When he became Mongol leader, he divided his armies into groups of 10,000, called tumen. Timur’s armies were regarded as highly ferocious, but also multi-ethnic. They consisted of Christians, Muslims, Persians, Georgians, Indians, Tajiks, Turks and Arabs all fighting alongside one another.
The expansion of the Empire was Timur’s primary aim. For approximately 35 years of his reign, he focussed solely on expansion, leading armies across the Mongolian Steppe, and westwards into the Middle East and Europe. Perhaps his most famous form of expansion was his Persian conquest. Over the course of the 1380s, Timur successfully laid siege to numerous Persian towns and cities, decimating the once-mighty Persian Empire bit by bit.
Timur was also hugely obsessed with keeping control of the Silk Road, the trading route between Europe and China. This was the main cause of the many wars and battles during his reign; as soon as one Empire or territory claimed the Silk Road as theirs, Timur would go to war with them.
In 1395, an embassy sent from the Chinese Hongwu Emperor reached Timur’s capital at Samarkand and was promptly imprisoned. The Hongwu Emperor, the first Emperor of the Ming Dynasty had been sending out embassies ordering the Mongols to recognize the Chinese as their overlords. On the contrary, Timur had no intentions of bowing to anybody, least of all the Chinese.
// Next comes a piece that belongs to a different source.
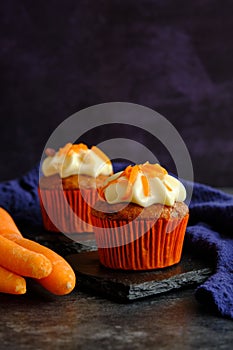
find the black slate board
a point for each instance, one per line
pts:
(126, 286)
In 1402, the Yongle Emperor took over as Ming Emperor and sent another ambassador who was imprisoned. Three years later, the Yongle Emperor sent a Chinese naval force to the west, should China become isolated in that area. In early January 1405, Timur began the journey to China to attack the Ming Dynasty, but due to his ailing health and age, he died on the way there. His body was returned to Samarkand where he was buried.
Timur’s legacy indeed makes him one of the greatest Mongol rulers — not only was he a legendary Mongol ruler, but he also founded the Timurid Empire in Persia, which would last from 1370 until 1507, when it was incorporated into the Mughal Empire.